Karya ini diterbitkan atas izin NovelToon nazwa talita, isi konten hanyalah pandangan pribadi pembuatnya, tidak mewakili NovelToon sendiri
JADI, PAPA SUDAH TAHU?
Mendengar ucapan sang papa, Raditya terlonjak kaget. Sementara Pratama langsung masuk ke dalam mobil. Pria itu menyunggingkan senyum sinis. Namun, dalam hati ia sungguh merasa kecewa pada Raditya.
Seandainya saja kamu tidak menuruti hawa nafsumu, kamu pasti tidak akan mengalami kehancuran yang saat ini sedang mendekatimu.
Pratama meraih ponsel di saku kemejanya. Lelaki paruh baya itu menekan sebuah nama untuk melakukan panggilan.
"Assalamualaikum."
"Waalaikumsalam," jawab seseorang yang ada di seberang sana.
"Ada apa, Pa?" Suara Dara kembali terdengar saat seseorang di seberang telepon itu justru terdiam setelah menguapkan salam.
"Papa ingin bicara. Apa kamu ada waktu?"
"Boleh, Pa. Kebetulan, Dara belum makan malam. Bagaimana kalau kita makan malam bersama?"
"Ide bagus. Kamu tentukan saja di mana tempatnya." Pratama tersenyum di ujung sana.
"Restoran dekat rumah Dara, Pa. Kebetulan, Dara sedang ada urusan di rumah. Jadi nggak bisa ninggalin rumah lama-lama."
"Oke. Papa mengerti. Papa akan segera ke sana. Assalamualaikum."
"Waalaikumsalam."
***
Dara tersenyum puas melihat seluruh barang Raditya sudah tersimpan rapi di dalam koper dan beberapa kardus besar. Setelah barang-barang suaminya dimasukkan ke dalam mobil, kini, Dara kembali menyuruh orang-orang untuk membereskan semua barang-barangnya.
Wanita itu berniat meninggalkan rumah penuh kenangan itu setelah Raditya meninggalkan rumah itu. Dara akan kembali tinggal di apartemen miliknya yang sudah lama ia tinggalkan semenjak menikah dengan Raditya.

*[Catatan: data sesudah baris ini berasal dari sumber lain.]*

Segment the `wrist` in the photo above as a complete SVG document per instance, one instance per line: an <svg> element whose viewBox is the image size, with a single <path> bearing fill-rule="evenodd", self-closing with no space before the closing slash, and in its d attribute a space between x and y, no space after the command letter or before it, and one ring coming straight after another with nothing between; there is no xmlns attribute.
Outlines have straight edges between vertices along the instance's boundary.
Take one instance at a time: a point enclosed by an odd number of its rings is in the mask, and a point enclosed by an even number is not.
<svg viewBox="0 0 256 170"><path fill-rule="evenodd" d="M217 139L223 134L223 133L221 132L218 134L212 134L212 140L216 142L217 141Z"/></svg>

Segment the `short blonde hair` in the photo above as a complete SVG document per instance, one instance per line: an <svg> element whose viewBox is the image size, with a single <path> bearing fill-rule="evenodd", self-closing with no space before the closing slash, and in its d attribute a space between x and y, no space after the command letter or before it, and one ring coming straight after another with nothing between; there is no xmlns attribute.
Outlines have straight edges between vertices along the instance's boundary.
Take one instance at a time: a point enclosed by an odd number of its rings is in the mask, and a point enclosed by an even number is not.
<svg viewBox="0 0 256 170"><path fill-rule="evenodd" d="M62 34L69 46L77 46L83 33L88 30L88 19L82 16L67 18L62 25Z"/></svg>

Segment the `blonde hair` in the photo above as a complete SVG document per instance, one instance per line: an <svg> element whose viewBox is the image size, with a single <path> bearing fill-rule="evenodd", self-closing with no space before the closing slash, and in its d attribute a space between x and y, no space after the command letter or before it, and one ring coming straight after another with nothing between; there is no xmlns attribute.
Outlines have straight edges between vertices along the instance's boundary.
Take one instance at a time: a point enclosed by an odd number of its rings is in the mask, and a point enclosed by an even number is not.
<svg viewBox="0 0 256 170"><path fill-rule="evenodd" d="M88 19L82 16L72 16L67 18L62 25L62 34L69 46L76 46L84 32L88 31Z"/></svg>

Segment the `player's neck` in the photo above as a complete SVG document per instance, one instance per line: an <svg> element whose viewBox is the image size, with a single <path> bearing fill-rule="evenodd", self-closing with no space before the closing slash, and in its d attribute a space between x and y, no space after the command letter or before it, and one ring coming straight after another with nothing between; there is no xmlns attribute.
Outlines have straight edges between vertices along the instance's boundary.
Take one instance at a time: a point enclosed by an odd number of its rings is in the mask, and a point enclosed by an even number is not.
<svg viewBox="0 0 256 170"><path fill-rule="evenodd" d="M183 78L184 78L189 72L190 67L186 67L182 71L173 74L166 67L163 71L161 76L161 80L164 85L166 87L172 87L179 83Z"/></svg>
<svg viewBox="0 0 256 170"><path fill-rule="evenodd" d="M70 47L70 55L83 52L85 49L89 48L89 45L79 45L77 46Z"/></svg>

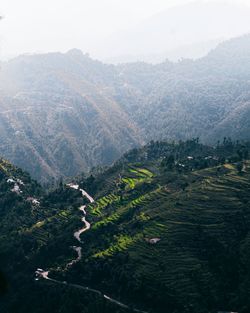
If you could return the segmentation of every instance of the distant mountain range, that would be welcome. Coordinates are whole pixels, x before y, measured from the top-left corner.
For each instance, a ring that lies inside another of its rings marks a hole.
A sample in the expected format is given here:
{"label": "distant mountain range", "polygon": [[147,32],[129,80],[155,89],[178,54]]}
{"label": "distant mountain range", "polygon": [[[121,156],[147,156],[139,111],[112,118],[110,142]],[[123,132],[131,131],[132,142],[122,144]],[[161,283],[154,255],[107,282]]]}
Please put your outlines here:
{"label": "distant mountain range", "polygon": [[176,61],[205,56],[217,43],[250,32],[250,7],[240,1],[190,1],[105,38],[109,62]]}
{"label": "distant mountain range", "polygon": [[118,66],[79,50],[1,64],[0,155],[42,182],[152,139],[250,134],[250,35],[197,61]]}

Dara hanya mengunjungi apartemen itu sesekali, itupun Dara mencuri waktu saat dirinya sedang berbelanja kebutuhan dapur.
Wanita itu akan menyuruh asisten rumah tangganya untuk berbelanja, sementara dirinya beristirahat di apartemen untuk melepas lelah.
Rencana yang baru terpikir di kepalanya sekarang adalah menjual rumah itu. Dara akan menjualnya. Setelah itu, dia kan menyerahkan uang sebesar dua ratus juta pada Raditya. Sesuai dengan rencananya, Dara akan mengembalikan uang itu pada pria yang telah mengkhianati kepercayaannya.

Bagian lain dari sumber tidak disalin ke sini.